Emily Grosholz
March 2001

 

Emily Grosholz was born and raised in the suburbs of Philadelphia. She attended the University of Chicago, where she received her B.A. in 1972, and Yale University, where she received her Ph.D. in Philosophy in 1978. She has traveled widely in Italy and Greece, and lived in Germany, France, and England. Professor of Philosophy and African American Studies and Fellow of the Institute for the Arts and Humanistic Studies at the Pennsylvania State University, and Life Member of Clare Hall, University of Cambridge, she is married to the medievalist and soccer coach Robert R. Edwards. They have four children, Benjamin, Robert, William Jules-Yves, and Mary-Frances.

Emily Grosholz has published four books of poetry: The Abacus of Years (David R. Godine Publisher, Inc., 2001), Eden (Johns Hopkins University Press, 1992), Shores and Headlands (Princeton University Press, 1988), and The River Painter (University of Illinois Press, 1984). She also edited Telling the Barn Swallow: Poets on the Poetry of Maxine Kumin (University Press of New England, 1997) and co-edited W. E. B. Du Bois on Race and Culture (Routledge, 1996) and is preparing a collection of essays on the legacy of Simone de Beauvoir. She is an Advisory Editor for The Hudson Review, one of America's most respected literary quarterlies. She has received grants for her poetry from the Guggenheim and the Ingram Merrill Foundations.

In an essay "The Loss of Innocence: Boundaries, Gardens, Voyages," forthcoming in Connecticut Review, Grosholz writes of the interlude that gave rise to the following suite of poems, written over a period of thirty years, at decade-intervals. "When I left home for the first time, my family was disintegrating: my mother was dying, my father was drinking, and even the physical fabric of our house was falling apart. My first encounter with the Mediterranean was then as alternative to home; it was beautiful and it could never threaten to be domestic, since I never had any intention of emigrating permanently.
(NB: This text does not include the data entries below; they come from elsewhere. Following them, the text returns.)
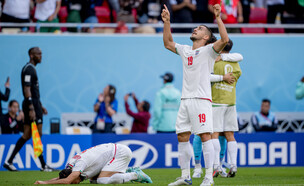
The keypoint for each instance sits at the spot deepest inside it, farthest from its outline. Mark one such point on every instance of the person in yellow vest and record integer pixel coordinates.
(224, 111)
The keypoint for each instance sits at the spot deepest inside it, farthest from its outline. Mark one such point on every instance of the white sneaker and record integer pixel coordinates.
(216, 172)
(10, 167)
(181, 181)
(197, 173)
(232, 171)
(207, 182)
(223, 172)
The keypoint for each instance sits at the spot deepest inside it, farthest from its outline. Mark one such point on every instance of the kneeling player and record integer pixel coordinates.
(103, 164)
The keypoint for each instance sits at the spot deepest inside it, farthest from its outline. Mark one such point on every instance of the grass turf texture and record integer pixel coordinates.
(245, 176)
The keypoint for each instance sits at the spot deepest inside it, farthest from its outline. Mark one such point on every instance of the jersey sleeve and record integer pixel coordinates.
(28, 76)
(232, 57)
(79, 166)
(213, 54)
(115, 105)
(179, 48)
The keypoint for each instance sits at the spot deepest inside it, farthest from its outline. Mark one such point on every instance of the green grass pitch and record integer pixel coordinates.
(245, 176)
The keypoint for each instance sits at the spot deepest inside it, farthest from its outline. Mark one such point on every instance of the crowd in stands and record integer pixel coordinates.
(148, 11)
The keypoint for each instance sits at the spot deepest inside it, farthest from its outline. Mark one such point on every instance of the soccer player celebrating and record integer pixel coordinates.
(102, 164)
(195, 112)
(224, 113)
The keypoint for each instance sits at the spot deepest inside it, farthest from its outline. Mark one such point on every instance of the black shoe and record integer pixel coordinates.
(47, 169)
(10, 167)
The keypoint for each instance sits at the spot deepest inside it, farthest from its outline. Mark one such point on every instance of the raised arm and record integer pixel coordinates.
(221, 43)
(232, 57)
(167, 36)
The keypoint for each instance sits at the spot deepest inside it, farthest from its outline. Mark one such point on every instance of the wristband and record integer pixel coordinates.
(29, 101)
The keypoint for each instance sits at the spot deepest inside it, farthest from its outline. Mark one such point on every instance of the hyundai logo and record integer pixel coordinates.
(141, 153)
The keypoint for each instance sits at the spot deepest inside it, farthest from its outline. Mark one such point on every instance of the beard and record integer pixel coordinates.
(192, 38)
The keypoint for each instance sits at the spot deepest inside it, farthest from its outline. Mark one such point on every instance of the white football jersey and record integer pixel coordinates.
(197, 66)
(91, 161)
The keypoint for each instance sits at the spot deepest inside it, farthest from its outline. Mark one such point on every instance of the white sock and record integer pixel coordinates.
(208, 152)
(198, 166)
(184, 158)
(117, 178)
(232, 151)
(217, 150)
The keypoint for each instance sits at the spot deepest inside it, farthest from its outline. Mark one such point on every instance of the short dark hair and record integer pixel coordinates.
(146, 106)
(12, 102)
(212, 38)
(229, 46)
(266, 101)
(30, 51)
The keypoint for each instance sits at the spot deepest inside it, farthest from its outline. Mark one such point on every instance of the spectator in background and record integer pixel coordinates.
(126, 7)
(88, 14)
(5, 96)
(16, 11)
(74, 9)
(300, 89)
(141, 119)
(12, 122)
(232, 11)
(264, 120)
(166, 106)
(246, 9)
(202, 13)
(273, 8)
(46, 12)
(105, 106)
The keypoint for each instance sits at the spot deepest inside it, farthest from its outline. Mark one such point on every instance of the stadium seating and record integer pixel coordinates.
(275, 30)
(258, 15)
(253, 30)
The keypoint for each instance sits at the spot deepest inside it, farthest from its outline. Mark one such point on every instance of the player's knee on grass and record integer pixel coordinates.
(114, 179)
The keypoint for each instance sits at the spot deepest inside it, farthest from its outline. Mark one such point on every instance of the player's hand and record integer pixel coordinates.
(240, 19)
(44, 111)
(7, 83)
(52, 17)
(100, 97)
(218, 58)
(165, 15)
(217, 9)
(224, 16)
(20, 116)
(32, 114)
(126, 97)
(229, 78)
(107, 100)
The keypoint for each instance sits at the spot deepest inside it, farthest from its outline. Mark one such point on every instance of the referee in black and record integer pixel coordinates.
(31, 106)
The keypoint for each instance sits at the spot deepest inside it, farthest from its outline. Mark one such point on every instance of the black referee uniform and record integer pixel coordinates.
(29, 78)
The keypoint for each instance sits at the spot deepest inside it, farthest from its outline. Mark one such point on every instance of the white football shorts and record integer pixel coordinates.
(195, 116)
(120, 161)
(224, 118)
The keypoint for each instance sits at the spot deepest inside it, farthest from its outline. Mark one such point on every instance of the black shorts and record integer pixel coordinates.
(38, 110)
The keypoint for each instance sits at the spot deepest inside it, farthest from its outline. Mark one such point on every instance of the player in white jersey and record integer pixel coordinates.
(195, 112)
(103, 164)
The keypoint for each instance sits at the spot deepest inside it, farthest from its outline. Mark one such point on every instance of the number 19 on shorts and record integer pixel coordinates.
(202, 118)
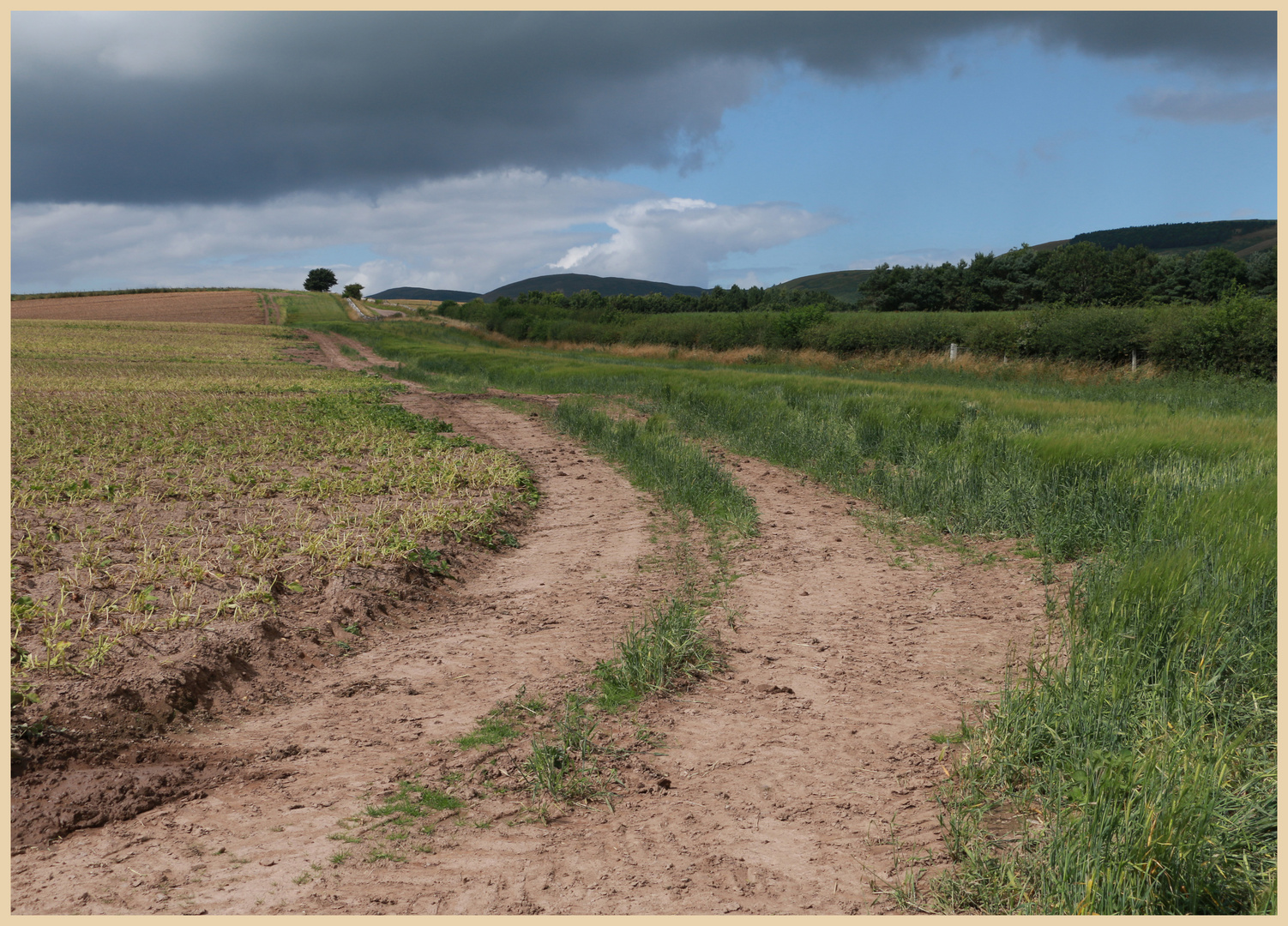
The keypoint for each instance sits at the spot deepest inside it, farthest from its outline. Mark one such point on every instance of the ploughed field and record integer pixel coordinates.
(233, 307)
(485, 630)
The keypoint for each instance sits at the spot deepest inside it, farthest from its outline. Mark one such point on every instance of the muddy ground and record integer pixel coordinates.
(801, 779)
(232, 307)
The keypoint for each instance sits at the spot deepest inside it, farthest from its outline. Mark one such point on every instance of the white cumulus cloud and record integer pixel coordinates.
(465, 233)
(677, 240)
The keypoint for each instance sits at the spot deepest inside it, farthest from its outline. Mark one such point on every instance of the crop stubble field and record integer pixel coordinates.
(1135, 776)
(233, 307)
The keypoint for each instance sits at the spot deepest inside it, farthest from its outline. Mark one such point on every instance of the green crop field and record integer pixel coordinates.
(169, 474)
(1146, 747)
(303, 308)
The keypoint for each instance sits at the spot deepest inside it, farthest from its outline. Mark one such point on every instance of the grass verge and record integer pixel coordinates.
(1162, 490)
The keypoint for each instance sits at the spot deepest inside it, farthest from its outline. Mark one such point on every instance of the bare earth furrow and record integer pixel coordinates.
(774, 800)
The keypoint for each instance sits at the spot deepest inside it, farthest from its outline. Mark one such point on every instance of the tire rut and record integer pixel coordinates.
(798, 782)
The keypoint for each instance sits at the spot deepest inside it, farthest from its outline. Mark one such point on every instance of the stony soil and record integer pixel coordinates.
(801, 779)
(232, 307)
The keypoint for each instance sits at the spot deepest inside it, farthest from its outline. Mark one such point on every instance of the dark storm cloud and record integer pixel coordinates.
(179, 107)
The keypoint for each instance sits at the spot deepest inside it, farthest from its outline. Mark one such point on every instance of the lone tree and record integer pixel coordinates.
(320, 280)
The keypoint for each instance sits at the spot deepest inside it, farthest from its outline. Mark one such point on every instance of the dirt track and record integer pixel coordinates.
(778, 802)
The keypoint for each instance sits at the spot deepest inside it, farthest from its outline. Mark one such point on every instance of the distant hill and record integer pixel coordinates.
(1242, 236)
(841, 284)
(416, 292)
(576, 282)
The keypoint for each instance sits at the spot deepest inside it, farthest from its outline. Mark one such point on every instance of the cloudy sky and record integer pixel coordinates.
(470, 149)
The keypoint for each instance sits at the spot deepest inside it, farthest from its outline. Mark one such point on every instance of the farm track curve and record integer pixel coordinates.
(810, 799)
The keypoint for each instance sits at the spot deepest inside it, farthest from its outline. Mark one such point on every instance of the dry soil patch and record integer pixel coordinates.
(233, 307)
(800, 781)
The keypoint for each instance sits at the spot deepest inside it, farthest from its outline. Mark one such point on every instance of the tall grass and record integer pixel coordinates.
(656, 654)
(659, 460)
(307, 308)
(1147, 747)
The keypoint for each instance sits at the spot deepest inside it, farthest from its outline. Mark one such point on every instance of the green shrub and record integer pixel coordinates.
(1237, 335)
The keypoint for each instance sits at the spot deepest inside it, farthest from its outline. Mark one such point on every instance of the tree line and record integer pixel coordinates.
(716, 299)
(1080, 274)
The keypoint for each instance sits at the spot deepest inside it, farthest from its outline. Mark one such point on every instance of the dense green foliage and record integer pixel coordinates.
(557, 305)
(1082, 274)
(1175, 235)
(1148, 746)
(320, 280)
(1236, 335)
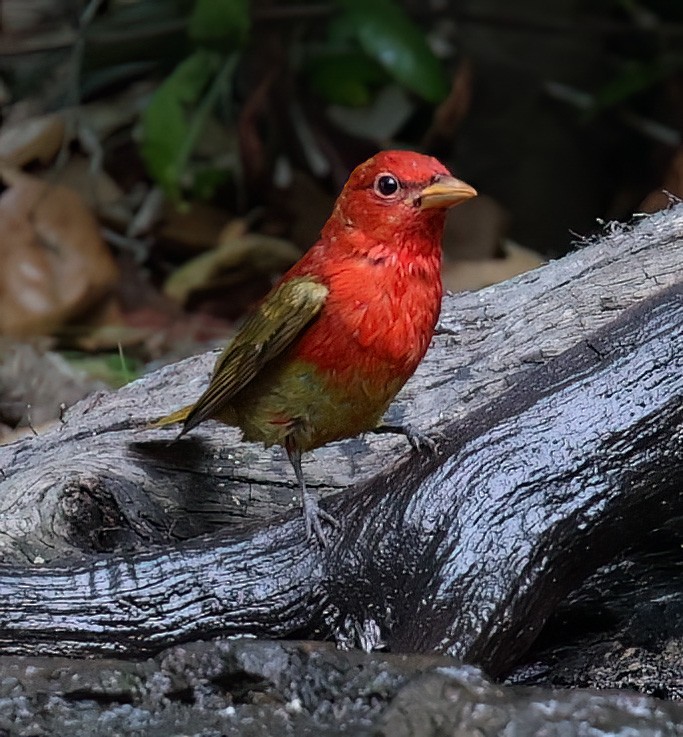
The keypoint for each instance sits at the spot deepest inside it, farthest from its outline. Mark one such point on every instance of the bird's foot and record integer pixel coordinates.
(314, 516)
(418, 440)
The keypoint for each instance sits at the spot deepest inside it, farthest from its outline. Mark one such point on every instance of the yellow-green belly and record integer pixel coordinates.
(293, 403)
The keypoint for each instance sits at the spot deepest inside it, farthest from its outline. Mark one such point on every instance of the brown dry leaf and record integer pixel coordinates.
(464, 276)
(238, 258)
(56, 266)
(36, 139)
(673, 183)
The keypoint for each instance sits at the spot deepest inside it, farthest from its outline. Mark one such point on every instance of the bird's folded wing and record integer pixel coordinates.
(265, 334)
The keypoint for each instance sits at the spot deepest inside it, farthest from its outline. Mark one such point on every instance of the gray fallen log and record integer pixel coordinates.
(560, 460)
(95, 485)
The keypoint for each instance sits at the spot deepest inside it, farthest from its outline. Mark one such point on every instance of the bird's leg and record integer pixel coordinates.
(418, 440)
(313, 514)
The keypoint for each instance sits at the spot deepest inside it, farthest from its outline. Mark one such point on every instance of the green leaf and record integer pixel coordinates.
(635, 77)
(165, 121)
(345, 78)
(218, 21)
(388, 36)
(177, 114)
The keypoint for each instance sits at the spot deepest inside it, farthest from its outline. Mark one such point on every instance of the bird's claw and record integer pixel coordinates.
(418, 440)
(313, 518)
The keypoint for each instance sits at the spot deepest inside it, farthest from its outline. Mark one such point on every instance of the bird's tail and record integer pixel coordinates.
(180, 415)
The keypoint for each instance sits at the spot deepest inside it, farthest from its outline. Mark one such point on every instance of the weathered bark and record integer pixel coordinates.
(548, 465)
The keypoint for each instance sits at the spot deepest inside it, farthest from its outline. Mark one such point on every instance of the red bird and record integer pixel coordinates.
(343, 330)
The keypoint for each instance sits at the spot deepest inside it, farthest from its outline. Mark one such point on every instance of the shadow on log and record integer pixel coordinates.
(557, 398)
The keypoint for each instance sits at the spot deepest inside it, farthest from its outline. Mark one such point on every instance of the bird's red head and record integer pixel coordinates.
(397, 198)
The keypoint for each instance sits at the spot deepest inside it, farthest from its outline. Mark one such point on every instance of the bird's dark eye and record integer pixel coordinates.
(386, 185)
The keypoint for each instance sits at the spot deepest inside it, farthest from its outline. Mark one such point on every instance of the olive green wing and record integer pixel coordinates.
(265, 334)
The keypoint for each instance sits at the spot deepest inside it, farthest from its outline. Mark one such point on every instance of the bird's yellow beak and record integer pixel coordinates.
(445, 192)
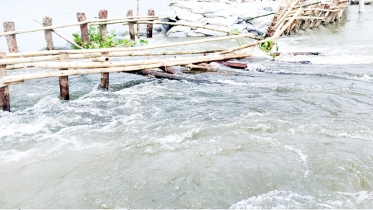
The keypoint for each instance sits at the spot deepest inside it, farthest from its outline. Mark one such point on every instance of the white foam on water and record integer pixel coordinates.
(275, 199)
(302, 157)
(281, 199)
(233, 83)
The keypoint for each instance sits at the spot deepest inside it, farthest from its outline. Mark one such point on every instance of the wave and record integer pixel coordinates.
(281, 199)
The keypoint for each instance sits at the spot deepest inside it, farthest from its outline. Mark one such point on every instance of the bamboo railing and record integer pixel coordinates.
(291, 16)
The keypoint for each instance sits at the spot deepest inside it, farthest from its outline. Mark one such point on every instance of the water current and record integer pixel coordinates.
(274, 135)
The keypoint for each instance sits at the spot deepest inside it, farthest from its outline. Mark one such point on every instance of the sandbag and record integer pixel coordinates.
(220, 13)
(198, 7)
(209, 32)
(178, 29)
(177, 35)
(183, 14)
(194, 34)
(220, 21)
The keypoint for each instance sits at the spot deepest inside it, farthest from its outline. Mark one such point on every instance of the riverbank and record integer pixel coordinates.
(274, 135)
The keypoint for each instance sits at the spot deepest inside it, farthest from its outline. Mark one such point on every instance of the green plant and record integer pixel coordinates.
(234, 32)
(267, 47)
(240, 41)
(95, 40)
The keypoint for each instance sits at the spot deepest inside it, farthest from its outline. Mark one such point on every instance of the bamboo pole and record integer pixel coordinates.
(4, 90)
(11, 38)
(80, 65)
(137, 14)
(47, 21)
(126, 22)
(103, 29)
(20, 78)
(189, 25)
(293, 4)
(83, 27)
(202, 40)
(361, 6)
(64, 80)
(60, 35)
(131, 26)
(123, 19)
(28, 61)
(275, 36)
(319, 14)
(149, 26)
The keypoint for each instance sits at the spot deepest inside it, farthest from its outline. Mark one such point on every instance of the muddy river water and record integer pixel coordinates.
(274, 135)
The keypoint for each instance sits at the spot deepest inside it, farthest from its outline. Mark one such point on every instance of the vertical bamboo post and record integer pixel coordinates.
(149, 26)
(131, 26)
(11, 39)
(102, 14)
(138, 14)
(64, 80)
(83, 27)
(361, 6)
(4, 91)
(103, 29)
(105, 76)
(47, 21)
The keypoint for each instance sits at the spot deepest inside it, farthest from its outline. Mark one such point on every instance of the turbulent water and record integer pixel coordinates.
(274, 135)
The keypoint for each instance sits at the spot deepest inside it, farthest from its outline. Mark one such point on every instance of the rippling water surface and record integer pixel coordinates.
(274, 135)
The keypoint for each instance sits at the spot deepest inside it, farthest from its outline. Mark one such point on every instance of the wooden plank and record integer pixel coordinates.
(83, 27)
(131, 26)
(11, 39)
(64, 80)
(47, 21)
(103, 29)
(4, 91)
(149, 26)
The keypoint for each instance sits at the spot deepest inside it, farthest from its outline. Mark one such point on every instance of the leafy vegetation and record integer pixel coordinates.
(95, 40)
(267, 47)
(240, 41)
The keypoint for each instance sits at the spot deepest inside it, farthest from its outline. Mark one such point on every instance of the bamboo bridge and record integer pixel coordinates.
(290, 17)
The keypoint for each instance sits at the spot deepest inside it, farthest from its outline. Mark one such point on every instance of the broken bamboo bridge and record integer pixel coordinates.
(290, 17)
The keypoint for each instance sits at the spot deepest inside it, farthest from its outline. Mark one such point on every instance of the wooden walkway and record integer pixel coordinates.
(291, 16)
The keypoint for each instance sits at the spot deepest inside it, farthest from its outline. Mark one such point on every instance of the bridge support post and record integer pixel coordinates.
(11, 39)
(103, 29)
(83, 27)
(4, 91)
(64, 80)
(149, 26)
(47, 21)
(131, 26)
(361, 6)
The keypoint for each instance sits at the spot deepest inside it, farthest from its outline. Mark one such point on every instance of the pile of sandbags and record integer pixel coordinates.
(224, 16)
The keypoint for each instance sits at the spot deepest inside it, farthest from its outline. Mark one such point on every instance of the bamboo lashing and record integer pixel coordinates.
(203, 40)
(104, 21)
(20, 78)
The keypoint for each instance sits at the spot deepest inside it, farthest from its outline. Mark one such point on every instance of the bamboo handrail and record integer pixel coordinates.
(29, 60)
(133, 19)
(202, 40)
(63, 37)
(80, 65)
(189, 25)
(7, 80)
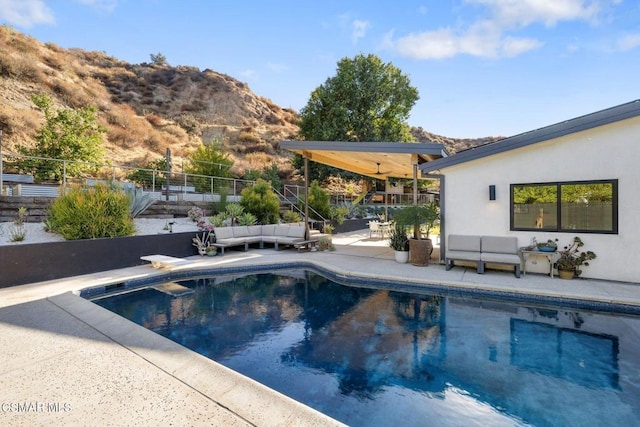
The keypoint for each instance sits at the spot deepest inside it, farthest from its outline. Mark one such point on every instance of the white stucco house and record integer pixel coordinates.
(580, 177)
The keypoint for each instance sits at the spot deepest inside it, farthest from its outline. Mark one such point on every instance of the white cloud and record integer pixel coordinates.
(549, 12)
(483, 40)
(494, 34)
(359, 29)
(25, 13)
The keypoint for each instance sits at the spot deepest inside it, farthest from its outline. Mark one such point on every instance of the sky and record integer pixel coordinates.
(481, 67)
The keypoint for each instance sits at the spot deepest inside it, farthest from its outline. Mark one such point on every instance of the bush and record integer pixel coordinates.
(291, 216)
(260, 200)
(91, 213)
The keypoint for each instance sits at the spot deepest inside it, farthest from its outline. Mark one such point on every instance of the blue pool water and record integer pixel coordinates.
(380, 357)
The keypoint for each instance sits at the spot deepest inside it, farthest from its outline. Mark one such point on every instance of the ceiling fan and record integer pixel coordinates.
(381, 173)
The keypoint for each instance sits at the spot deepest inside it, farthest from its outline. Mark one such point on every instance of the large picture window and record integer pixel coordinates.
(585, 206)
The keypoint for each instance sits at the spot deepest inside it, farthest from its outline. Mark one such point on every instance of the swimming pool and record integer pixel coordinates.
(377, 356)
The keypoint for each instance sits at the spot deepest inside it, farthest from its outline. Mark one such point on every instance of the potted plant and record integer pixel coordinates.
(399, 242)
(571, 259)
(420, 217)
(204, 244)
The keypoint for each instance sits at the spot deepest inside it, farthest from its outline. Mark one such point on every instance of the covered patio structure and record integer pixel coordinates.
(379, 160)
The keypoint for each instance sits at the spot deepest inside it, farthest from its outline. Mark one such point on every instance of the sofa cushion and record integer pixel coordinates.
(269, 229)
(282, 230)
(500, 244)
(296, 231)
(255, 230)
(463, 255)
(500, 258)
(241, 231)
(459, 242)
(223, 232)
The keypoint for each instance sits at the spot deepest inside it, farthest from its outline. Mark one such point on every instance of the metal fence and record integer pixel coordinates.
(40, 176)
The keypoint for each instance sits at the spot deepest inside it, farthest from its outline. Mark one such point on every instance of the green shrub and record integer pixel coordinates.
(291, 216)
(260, 200)
(247, 218)
(91, 213)
(319, 202)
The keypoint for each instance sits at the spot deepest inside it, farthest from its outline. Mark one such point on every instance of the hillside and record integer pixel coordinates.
(148, 108)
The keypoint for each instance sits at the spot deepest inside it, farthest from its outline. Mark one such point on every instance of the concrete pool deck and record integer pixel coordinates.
(67, 361)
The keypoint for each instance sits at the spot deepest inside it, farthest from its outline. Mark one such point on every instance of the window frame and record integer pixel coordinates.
(558, 228)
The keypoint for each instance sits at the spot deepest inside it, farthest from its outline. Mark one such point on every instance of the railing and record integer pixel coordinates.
(372, 198)
(54, 173)
(297, 198)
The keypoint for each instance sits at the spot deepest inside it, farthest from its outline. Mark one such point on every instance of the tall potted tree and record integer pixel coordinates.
(420, 217)
(399, 242)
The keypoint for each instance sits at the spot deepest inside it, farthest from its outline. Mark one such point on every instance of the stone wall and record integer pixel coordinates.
(37, 208)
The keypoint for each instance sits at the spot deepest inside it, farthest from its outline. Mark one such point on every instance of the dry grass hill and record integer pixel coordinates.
(149, 107)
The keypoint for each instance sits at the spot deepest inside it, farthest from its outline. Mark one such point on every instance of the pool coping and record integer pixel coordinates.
(252, 402)
(377, 281)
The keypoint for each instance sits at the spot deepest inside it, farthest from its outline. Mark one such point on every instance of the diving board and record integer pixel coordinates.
(163, 261)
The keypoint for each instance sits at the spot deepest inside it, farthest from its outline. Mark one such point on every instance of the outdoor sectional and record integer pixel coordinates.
(243, 235)
(482, 250)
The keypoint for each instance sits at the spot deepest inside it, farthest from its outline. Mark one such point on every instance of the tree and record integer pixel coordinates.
(261, 201)
(147, 177)
(319, 202)
(367, 100)
(208, 160)
(67, 134)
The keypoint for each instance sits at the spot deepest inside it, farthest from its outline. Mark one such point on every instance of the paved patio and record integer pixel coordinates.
(69, 362)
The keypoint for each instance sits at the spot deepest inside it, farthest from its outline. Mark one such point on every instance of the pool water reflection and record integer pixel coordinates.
(381, 357)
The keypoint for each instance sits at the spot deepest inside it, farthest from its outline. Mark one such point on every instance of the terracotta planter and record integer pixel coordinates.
(566, 274)
(420, 251)
(402, 256)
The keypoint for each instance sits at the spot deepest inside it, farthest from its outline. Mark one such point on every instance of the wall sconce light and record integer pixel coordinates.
(492, 192)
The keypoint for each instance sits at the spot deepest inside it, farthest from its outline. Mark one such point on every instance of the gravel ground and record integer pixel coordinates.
(144, 226)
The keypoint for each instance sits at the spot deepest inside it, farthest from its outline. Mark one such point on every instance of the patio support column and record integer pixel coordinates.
(386, 202)
(1, 183)
(306, 197)
(414, 162)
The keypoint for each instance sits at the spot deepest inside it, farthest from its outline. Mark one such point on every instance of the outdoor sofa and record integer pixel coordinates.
(482, 250)
(277, 234)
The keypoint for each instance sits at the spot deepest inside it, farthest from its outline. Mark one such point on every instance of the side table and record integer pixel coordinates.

In the following decade, I fled to France, Italy and Greece as often as I could on a graduate student stipend, while the dissolution of my family became more and more final. The walls, the hedges, the shelter and seemliness came tumbling down. My house and half its furniture were sold; my mother's letters, papers, and jewelry were lost; my parents disappeared. With a child's guilt, I wondered if I were responsible for saving my family, but the situation seemed too hopeless, and I was young and resourceless, struggling to begin my own life. So I left it over and over.

"When I left my childhood home and fled to the Mediterranean, I believe I tried to make it an imaginative substitute for what I'd lost, without the fierce attachments and imperfections that had spoiled my first paradise. So my view of it was idealizing and purifying; my visits there were schematic and superficial. Poems like "Crescent Moon" and "Over the Abyss" in The River Painter and "Siesta" and "Mediterranean" in Shores and Headlands are exemplary of that aesthetic abstraction. Not surprisingly, that view, those visits, proved hollow in the long run, and "paradise" was disenchanted once more."